From an editorial published Tuesday in the Greensboro News & Record:
Holden Thorp won’t reconsider his decision to resign as chancellor at the state’s flagship university, despite calls from trustees, faculty and students.
He doesn’t intend to be a lame duck, either.
Last week, the beleaguered UNC Chapel Hill chancellor pledged to clean up problems before a successor takes over next July. A big part of the job is to raise academic standards for athletes. Changes will be so dramatic, he told The News & Observer of Raleigh, that they will make “national news.”
If “academics are going to have to come first,” as he promised, that will be news in big-time college athletics circles.
In the past five years, 53 Carolina football players have been admitted despite failing to meet normal academic requirements.
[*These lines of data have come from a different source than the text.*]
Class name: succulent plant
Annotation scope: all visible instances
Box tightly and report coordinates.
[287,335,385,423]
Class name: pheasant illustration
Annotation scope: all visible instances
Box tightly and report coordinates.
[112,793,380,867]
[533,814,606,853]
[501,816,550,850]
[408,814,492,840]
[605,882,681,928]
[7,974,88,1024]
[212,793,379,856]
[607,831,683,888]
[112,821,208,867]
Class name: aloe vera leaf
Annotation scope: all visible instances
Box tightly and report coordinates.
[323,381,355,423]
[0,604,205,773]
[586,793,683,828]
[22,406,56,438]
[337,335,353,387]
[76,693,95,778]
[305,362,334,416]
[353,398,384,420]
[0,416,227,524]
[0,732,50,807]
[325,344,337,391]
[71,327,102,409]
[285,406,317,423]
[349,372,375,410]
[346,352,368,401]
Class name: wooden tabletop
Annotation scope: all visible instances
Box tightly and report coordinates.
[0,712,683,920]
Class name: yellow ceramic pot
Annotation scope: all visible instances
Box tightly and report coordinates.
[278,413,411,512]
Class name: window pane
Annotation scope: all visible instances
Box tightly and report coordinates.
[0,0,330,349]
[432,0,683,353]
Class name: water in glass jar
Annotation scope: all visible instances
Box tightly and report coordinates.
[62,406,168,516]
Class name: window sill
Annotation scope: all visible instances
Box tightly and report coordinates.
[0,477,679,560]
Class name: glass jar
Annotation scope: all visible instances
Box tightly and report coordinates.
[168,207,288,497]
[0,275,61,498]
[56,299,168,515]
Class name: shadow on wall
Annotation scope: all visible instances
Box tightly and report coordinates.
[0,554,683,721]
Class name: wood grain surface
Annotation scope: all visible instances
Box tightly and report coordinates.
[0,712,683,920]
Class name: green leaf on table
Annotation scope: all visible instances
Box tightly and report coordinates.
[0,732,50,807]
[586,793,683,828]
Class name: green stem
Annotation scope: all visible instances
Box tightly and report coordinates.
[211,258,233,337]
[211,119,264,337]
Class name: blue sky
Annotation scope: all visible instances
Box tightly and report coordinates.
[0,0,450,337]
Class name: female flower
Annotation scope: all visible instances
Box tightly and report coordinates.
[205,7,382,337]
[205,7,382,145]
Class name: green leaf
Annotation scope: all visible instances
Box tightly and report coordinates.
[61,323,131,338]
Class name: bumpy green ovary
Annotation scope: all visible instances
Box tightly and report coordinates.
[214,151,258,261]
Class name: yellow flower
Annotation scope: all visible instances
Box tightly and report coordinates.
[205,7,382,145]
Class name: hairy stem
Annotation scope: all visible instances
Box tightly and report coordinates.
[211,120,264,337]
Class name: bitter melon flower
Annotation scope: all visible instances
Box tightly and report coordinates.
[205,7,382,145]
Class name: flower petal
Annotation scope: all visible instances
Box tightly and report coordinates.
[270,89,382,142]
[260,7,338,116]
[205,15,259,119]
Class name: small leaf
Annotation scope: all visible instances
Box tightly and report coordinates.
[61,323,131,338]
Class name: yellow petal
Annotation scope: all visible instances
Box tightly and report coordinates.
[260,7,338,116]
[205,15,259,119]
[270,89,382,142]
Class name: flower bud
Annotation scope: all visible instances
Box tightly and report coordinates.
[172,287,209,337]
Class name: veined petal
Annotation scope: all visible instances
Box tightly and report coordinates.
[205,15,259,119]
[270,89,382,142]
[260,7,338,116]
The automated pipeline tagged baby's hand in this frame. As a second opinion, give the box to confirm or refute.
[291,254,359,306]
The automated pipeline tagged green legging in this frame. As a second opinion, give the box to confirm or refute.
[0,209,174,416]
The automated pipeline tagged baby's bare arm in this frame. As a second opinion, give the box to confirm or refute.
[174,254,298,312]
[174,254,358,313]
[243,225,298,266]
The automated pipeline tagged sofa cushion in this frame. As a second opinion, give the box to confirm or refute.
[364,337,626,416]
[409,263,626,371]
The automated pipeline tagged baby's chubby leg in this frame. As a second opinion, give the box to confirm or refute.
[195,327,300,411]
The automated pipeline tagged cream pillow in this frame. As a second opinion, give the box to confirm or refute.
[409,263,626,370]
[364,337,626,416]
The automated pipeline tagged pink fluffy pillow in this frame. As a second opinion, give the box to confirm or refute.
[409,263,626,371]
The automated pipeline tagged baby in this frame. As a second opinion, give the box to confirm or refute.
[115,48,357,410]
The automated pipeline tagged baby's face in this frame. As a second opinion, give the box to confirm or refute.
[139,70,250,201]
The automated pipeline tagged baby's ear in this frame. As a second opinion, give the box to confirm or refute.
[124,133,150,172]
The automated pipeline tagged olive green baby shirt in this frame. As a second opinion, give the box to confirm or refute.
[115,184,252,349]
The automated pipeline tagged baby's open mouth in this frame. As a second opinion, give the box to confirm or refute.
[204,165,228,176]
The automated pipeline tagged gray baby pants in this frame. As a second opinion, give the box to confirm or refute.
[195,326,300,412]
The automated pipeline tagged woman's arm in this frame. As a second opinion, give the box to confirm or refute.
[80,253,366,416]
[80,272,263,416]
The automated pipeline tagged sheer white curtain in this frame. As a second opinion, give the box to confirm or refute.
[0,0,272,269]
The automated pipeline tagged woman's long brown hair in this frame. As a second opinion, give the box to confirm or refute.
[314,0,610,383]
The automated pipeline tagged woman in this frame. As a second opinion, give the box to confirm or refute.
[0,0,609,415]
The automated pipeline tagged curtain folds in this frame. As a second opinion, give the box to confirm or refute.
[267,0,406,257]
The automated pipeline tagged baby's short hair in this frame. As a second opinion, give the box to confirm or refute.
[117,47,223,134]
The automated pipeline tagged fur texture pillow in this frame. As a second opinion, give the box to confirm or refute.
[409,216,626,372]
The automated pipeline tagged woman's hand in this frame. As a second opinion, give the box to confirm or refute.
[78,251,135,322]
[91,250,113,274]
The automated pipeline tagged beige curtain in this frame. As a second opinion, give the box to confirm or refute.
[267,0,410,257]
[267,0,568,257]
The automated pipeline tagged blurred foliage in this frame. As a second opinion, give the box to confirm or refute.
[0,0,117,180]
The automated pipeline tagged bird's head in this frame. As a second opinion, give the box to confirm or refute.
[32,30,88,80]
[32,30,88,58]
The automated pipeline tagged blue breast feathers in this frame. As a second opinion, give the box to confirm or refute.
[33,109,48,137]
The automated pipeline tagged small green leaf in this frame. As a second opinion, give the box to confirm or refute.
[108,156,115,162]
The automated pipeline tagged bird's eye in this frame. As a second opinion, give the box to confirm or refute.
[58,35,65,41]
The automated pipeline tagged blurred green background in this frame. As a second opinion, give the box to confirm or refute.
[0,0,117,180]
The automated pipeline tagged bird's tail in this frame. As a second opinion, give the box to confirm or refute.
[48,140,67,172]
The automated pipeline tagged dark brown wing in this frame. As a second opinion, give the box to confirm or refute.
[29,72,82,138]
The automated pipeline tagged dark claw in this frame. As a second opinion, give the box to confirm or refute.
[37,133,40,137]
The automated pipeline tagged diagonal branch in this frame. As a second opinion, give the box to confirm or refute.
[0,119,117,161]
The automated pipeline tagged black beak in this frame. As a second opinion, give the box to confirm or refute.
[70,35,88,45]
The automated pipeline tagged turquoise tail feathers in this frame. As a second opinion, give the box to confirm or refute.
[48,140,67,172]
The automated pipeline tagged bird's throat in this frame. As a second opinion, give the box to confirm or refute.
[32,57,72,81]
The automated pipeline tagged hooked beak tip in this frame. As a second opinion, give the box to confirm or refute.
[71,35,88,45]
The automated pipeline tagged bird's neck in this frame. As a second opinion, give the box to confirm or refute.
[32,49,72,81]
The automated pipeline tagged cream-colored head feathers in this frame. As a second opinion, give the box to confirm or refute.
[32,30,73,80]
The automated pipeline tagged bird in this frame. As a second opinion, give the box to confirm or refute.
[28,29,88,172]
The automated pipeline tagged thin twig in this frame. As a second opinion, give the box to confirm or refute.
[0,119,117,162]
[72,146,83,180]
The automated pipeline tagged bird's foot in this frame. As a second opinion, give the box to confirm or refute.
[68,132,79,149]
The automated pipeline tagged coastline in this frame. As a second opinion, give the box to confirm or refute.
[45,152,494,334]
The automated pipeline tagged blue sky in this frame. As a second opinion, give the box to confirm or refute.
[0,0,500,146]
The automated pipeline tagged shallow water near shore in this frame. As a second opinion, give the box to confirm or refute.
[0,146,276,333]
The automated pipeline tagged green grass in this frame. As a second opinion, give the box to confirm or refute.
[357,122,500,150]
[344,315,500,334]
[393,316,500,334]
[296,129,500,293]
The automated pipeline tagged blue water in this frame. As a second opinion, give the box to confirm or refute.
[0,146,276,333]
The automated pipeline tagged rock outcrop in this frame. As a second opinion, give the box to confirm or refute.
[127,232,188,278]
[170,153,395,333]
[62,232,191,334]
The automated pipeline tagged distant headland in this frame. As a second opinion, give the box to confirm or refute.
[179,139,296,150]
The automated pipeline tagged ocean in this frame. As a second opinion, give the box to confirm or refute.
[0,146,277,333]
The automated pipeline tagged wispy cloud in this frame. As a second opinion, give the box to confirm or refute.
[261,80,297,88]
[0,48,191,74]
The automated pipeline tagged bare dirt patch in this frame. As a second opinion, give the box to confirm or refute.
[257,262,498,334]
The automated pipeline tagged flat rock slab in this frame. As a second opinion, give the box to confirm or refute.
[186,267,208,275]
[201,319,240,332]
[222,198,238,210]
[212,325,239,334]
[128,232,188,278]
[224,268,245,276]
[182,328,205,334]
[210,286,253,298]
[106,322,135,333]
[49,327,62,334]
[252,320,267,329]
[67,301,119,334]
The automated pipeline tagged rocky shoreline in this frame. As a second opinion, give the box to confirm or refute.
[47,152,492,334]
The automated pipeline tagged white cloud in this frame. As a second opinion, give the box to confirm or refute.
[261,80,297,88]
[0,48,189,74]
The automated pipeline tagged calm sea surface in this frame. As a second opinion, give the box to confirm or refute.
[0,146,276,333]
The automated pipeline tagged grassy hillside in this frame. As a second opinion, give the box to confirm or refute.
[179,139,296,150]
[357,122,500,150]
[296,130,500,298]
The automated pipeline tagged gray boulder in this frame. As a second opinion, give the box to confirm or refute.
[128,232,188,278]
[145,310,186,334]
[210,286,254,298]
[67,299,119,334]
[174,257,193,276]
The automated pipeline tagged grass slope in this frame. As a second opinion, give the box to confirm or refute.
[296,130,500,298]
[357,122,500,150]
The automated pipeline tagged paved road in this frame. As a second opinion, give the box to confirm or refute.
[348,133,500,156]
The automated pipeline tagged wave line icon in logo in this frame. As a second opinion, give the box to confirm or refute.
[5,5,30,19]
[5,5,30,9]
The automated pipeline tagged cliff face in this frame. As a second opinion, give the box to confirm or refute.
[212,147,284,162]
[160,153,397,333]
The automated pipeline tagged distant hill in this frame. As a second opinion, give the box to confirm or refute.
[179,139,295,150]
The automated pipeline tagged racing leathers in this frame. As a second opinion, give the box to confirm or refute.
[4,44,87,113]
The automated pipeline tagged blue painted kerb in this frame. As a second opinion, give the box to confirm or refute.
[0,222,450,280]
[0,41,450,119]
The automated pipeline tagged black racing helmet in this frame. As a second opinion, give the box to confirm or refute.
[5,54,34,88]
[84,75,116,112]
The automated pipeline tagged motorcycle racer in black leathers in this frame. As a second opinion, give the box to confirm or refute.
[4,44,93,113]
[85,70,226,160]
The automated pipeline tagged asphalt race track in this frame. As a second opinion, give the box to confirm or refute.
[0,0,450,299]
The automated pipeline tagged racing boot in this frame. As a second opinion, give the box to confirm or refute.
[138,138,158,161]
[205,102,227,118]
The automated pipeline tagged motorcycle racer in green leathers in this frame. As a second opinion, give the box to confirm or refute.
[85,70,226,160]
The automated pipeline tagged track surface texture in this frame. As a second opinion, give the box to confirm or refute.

That number could explain why so many players were enrolled in apparently bogus classes provided for them in the Department of African and Afro-American Studies. The point was to give them an easy grade so they could maintain their eligibility to play on autumn Saturdays.
Thorp didn’t say academic exceptions will end for athletes. Sometimes exceptions make sense, and not only for football or basketball players. A university might admit a talented musician whose SAT score or high school grade-point average wasn’t quite high enough.
The trouble is, Carolina wasn’t providing the right environment for some of its athletes. So, there will be fewer exceptions, Thorp said. More athletes will meet minimum admissions standards.
This may require an attitude adjustment among Carolina sports fans. Higher academic standards might produce a football team that’s more of a match for Duke’s than Florida State’s.
Thorp is waiting for a spring consultant’s study that will advise about striking the right balance between academics and athletics. He’s made it clear, however, that the tilt must favor academics.
If Thorp fights for that, and makes real progress, he’ll be able to hold his head higher when he gives up his lofty position and returns to the chemistry classroom as a decorated professor. And he’ll help make it possible for the next chancellor to keep athletics in its proper place, which is to field competitive teams with student-athletes who can score points in the classroom, too.